Highly regarded philanthropic leaders, K. George Najarian, a native of Cambridge, and Carolann S. Najarian, originally of New York City, have been actively involved in Boston’s Armenian-American community for many years. In 1989, in response to the earthquake that devastated Armenia, they helped to establish the Armenian Health Alliance, Inc., a Boston-based non-profit organization to provide direct medical relief to the victims of the earthquake, and more recently, the war-ravaged areas of Nagorno-Karabagh. At that time, Carolann Najarian left an active medical practice to volunteer full-time as president of the Armenian Health Alliance. The Najarians also provided major support in 1999 to establish the Armenian Bone Marrow Donor Registry Trust, a non-profit organization based in
Armenia. In 1989, she was named “one of Boston’s most interesting women” in Boston Women magazine.

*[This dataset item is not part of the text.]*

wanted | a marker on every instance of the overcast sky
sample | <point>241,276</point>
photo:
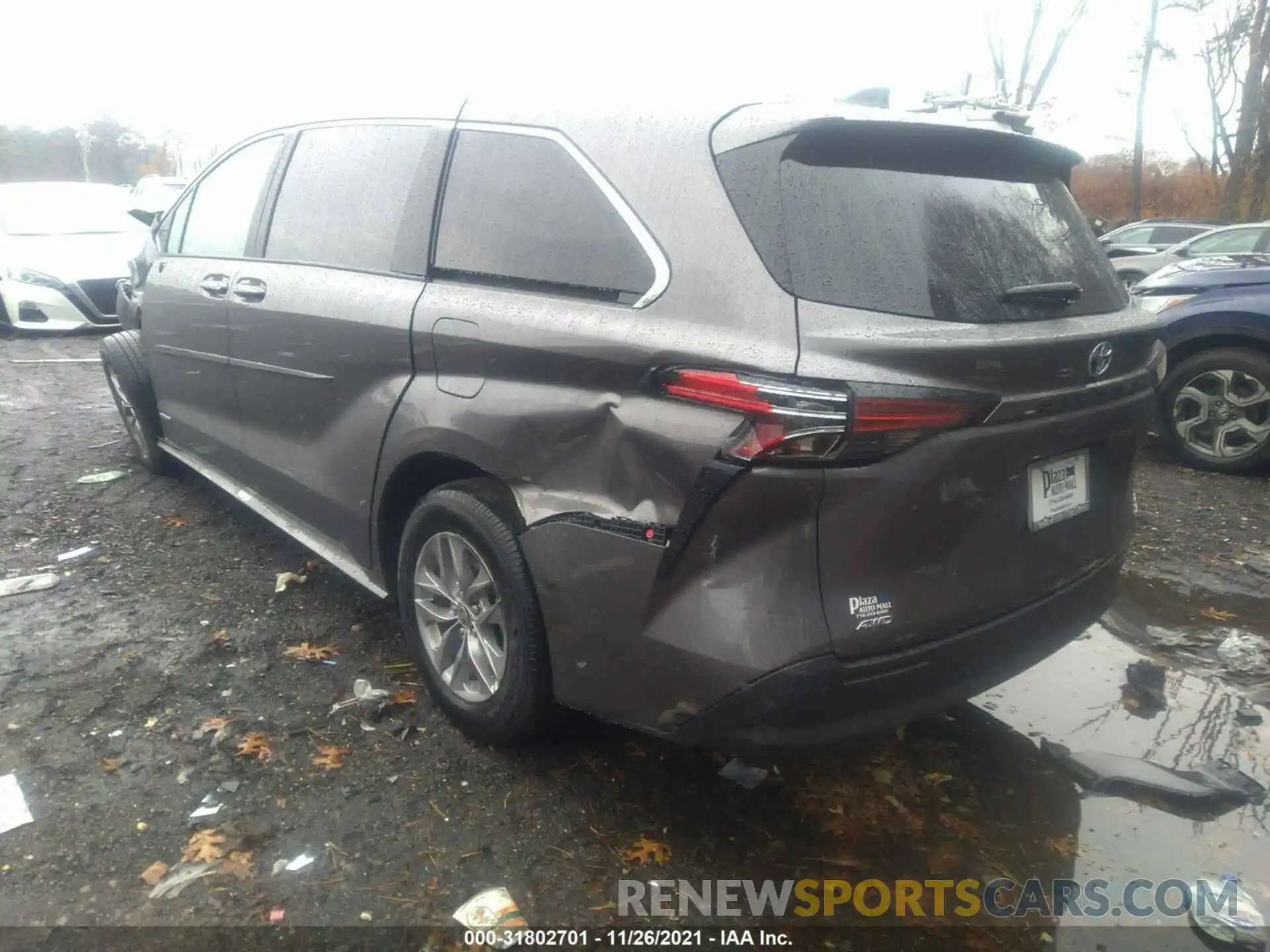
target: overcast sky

Since 1987, the Najarians have made more than 50 trips to the Republic of Armenia and to Nagorno-Karabagh. The purpose of these trips was to assess the medical needs and deliver needed assistance to hospitals in major cities and villages in rural areas. In 1994, Carolann Najarian founded the Primary Care Center of Gumri, the city most devastated by the earthquake of 1988, to provide free care and medicine. In 1995, she founded the Arpen Center for Expectant Mothers, in the Karabagh capital city of Stepanakert, to provide monthly assistance of food, vitamins, clothing and other basic necessities. She documented her experiences in A Call from Home: Armenia and Karabagh, My Journal (1999), which brings together her experience growing up as the daughter of Armenian immigrants and that of a medical relief worker in Armenia and Nagorno Karabagh.

The Najarians’ more local philanthropic activities include establishing scholarships for students at Boston University School of Medicine, Queens College and Cambridge Rindge and Latin High School, as well as support of non-profits including the Food Project, Facing History and Ourselves and the Salvation Army in Cambridge.

University faculty and human rights activists are among the foundation’s Lecture Planning Committee which includes: Carolann S. Najarian, MD, Joyce Barsam, PhD, Phyllis Dohanian, Linda Kaboolian, PhD, Audrey A. Kalajian and Barbara Tellalian. In addition, there is a Communications Committee, in formation, whose members, to date, are: Tatoul Badalian, Donna Greer Shervanian, Judy Talanian Shagoury and Walter Nahabedian.